Race To Richmond Heats Up Online
With less than four weeks to go in Virginia's gubernatorial race, supporters for Democratic candidate Creigh Deeds have turned the Internet into a digital battlefield. On Wednesday, the Democratic National Committee's Organizing for America effort e-mailed hundreds of thousands of voters in the Commonwealth to lay out the differences between the Deeds and Republican Bob McDonnell. The DNC also unveiled a same-day advertisement on popular social network Facebook that draws attention to McDonnell's "far right wing social views... including that women should not work outside the home."

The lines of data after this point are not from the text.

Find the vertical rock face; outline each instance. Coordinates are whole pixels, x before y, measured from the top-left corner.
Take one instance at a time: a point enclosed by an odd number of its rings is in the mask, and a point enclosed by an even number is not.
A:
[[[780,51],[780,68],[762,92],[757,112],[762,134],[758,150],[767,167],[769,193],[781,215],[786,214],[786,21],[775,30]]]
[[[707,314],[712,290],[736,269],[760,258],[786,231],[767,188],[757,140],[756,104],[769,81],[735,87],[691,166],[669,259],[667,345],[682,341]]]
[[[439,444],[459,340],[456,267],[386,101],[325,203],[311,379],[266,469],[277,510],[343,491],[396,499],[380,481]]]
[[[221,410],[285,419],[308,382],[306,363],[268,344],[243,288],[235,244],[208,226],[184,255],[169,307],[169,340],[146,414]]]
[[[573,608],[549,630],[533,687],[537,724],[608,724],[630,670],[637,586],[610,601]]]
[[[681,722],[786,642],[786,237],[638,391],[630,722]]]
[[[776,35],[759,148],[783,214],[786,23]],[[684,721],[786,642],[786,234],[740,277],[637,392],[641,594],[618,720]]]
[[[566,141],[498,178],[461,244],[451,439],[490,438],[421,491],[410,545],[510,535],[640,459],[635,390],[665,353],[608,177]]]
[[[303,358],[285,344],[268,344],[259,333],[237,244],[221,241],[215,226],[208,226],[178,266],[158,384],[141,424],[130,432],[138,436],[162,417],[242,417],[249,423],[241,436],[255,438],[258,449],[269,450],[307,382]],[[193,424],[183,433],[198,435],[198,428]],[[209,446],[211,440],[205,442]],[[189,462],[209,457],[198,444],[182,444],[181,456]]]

The ad will appear on Facebook accounts in Virginia wherever McDonnell's name appears and will link to a site called BobMcDonnellBluePrint.com. The DNC said this is the first in a series of planned ads that will target women, young people and other voters. Last month McDonnell rallied prominent female backers to help mend his image after the publication of his 1989 master's thesis. In it, he wrote that working women and feminists had been "detrimental" to the traditional family and slammed federal child care tax credits because they encouraged women to be employed outside the home.
Deeds has a Facebook fan page with 11,595 supporters while McDonnell's Facebook page has 21,887 supporters. The Deeds for Virginia campaign, which runs BobMcDonnellBluePrint, has also paid for targeted ads on Google. A simple search for "McDowell" displays a sponsored ad linking to the site. The text of the ad reads: "See How He Has Enacted an Extreme Social Agenda Throughout His Career." A Google search for "Creigh Deeds" turns up an ad for his campaign site as well as an ad for McDonnell's campaign site with the text "Best Leader for Virginia."
A Google spokesman said the Virginia campaign has been one of the most innovate state-level races to date. Right after the Washington Post published the McDonnell thesis story, both sides launched rapid-response ads and since then they've volleyed back and forth on the Web, on YouTube and on TV. In the primary, Deeds employed what's known as a "network blast" to get his ads up in front of everyone on the day before and day of the election. McDonnell himself has been innovative, becoming the first gubernatorial candidate ever to run his campaign ads in a big way on YouTube (through pre-roll ads).